Nymphomaniac

Nymphomaniac

Au générique de fin de son tout nouveau film, Lars von Trier remercie Andreï Tarkovski dont on comprend, dès les premières images, l’héritage. Après une mention de censure peu compréhensible sans autre contexte, le film commence par une scène vide, écran gris dans le silence pendant près d’une minute.

L’entrée se fait par un décor froid. Gros plan d’eau qui ruisselle le long des murs, briques, poteaux, métal rouillé, labyrinthe de murs extérieurs, nuit. La caméra se déplace lentement sous la neige éparse. Ramstein, Fühle mich, débarque dans la bande son, puis un corps ensanglanté posé sur le sol d’une cour glaciale. Plongée dans l’obscur.

Nymphomaniac, un film en deux parties de deux heures, se regarde comme on lit un livre, cette portion déroulée en 5 chapitres. Entre narration théâtrale et scènes de récits de mémoire, deux protagonistes se répondent, partagent leurs points de vue autour de questions de pêche et leur analogie avec celles de sexualité. Une femme se raconte à un homme.
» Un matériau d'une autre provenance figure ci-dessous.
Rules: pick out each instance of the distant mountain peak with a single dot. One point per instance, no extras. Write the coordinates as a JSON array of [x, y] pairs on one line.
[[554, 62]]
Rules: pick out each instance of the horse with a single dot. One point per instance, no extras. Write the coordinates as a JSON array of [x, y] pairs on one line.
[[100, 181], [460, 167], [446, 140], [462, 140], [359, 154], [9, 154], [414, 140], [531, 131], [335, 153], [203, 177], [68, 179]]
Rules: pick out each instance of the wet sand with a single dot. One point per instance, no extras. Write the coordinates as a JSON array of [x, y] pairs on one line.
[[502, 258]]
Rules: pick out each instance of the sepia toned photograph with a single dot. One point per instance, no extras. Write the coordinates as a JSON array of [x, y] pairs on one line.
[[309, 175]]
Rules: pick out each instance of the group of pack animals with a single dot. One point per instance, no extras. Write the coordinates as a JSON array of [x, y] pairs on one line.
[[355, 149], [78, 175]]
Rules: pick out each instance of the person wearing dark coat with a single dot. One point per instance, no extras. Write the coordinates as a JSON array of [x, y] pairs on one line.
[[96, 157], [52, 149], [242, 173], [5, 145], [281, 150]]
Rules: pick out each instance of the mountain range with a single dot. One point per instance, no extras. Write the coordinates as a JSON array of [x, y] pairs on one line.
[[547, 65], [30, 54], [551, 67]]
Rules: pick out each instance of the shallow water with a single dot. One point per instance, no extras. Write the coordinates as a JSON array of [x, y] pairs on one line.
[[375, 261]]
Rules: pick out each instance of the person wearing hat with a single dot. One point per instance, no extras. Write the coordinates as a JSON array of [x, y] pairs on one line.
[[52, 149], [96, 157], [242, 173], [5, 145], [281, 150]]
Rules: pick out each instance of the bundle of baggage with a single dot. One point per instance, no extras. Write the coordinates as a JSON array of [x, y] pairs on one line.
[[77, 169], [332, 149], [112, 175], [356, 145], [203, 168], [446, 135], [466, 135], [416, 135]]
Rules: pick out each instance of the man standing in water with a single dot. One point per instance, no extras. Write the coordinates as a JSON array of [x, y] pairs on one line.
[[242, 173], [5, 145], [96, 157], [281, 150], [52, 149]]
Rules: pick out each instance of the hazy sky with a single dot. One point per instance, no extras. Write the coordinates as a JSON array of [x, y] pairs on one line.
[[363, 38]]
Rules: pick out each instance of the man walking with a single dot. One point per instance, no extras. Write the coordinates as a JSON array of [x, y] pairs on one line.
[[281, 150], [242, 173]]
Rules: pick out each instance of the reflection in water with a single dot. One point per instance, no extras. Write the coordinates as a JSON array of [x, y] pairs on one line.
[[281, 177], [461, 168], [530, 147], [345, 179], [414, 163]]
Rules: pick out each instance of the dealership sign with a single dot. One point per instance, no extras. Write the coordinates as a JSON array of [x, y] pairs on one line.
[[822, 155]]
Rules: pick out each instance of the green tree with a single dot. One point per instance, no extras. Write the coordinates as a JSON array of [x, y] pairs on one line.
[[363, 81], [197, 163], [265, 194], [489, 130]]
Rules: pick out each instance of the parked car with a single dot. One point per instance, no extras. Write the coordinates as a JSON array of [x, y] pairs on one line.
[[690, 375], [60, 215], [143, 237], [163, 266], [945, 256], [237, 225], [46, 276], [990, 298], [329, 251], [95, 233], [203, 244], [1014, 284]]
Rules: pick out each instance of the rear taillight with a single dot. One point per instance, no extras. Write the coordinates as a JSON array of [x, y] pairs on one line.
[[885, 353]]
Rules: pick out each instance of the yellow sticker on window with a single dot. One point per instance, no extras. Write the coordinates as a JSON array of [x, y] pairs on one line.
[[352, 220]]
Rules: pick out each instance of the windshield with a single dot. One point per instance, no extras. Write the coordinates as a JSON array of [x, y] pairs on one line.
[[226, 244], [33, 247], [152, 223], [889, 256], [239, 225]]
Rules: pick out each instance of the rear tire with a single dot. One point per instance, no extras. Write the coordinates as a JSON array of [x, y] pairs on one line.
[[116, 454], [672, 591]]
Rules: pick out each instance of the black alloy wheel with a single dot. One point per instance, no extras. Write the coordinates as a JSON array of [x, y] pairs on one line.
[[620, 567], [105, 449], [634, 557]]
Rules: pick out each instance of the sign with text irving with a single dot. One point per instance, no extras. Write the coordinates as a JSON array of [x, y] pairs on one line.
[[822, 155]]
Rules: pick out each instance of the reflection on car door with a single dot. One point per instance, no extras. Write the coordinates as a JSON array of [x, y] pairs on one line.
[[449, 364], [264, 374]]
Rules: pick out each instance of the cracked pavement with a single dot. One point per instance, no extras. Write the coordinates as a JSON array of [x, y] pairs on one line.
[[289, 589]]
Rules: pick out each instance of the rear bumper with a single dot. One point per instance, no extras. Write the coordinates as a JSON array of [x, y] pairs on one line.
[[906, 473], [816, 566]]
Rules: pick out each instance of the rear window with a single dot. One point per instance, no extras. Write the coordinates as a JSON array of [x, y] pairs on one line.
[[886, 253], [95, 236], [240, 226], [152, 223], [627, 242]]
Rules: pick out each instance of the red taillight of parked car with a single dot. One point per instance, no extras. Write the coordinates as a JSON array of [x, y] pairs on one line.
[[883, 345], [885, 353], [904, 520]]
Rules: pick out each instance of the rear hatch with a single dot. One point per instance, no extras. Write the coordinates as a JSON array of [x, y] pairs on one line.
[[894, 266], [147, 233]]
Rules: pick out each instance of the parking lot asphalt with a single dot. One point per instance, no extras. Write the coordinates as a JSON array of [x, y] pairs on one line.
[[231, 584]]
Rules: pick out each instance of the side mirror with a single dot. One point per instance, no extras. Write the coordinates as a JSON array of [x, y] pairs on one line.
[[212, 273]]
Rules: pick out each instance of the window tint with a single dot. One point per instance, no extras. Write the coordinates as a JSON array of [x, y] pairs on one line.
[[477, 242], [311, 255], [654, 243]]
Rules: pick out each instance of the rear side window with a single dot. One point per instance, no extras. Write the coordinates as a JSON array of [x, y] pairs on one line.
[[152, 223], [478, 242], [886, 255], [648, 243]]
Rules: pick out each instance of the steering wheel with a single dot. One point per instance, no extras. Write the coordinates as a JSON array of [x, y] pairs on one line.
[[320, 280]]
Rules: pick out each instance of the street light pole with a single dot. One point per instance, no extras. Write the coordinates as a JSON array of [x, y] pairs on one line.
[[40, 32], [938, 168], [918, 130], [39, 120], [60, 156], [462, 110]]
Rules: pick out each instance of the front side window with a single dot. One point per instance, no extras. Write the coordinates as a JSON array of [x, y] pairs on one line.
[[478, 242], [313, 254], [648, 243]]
Livre les affres de sa sexualité à celui qui l’a recueillie. Son visage est tuméfié. Elle était allongée inconsciente dans la cour au début du film.

Décor sinistre aux murs moisis pour ce huis clos dont le réalisateur nous extrait par les flash-back qui retracent la quête d’une femme se prétendant nymphomane, mauvaise personne. Chaque chapitre est annoncé à l’écran dans une variation typographique. Les scènes narratives ponctuées d’incursion d’images comme on lirait un encadré encyclopédique.

Loin des 10 commandements du Dogme95 qu’il a impulsé avec Thomas Vinterberg, il semble que le réalisateur s’amuse des possibilités techniques de découpage ou de jeu d’images. Parfois didactique, savant, hyper référencé et particulièrement original, le film est aussi cru, ses scènes de sexe sans ambages ni gros plans affriolants n’en sont pas moins explicites. On apprendra au générique qu’aucun des acteurs professionnels n’a subi de pénétration pendant lesdites scènes…

Faisant fi de la chronologie, Lars von Trier fait dire à Joe — Charlotte Gainsbourg — qu’elle reviendra ultérieurement sur certains points. Dans son histoire, il s’agit de filiation et de transmission, de découverte, de sexe, de quête, de défi à relever, du refus de l’amour. Du sens de la vie. Du besoin frénétique qu’ont certains des autres, de la peur du vide, d’une insurmontable solitude, de la fuite de ce qui se joue dans la relation amoureuse, du dégoût du bonheur. De la peur de vivre.

Le film s’arrête alors que Joe raconte qu’une fois l’amour — enfin — rencontré, éprouvé sexuellement, le plaisir l’abandonne violemment.

La deuxième partie du film sera sur les écrans le 29 janvier.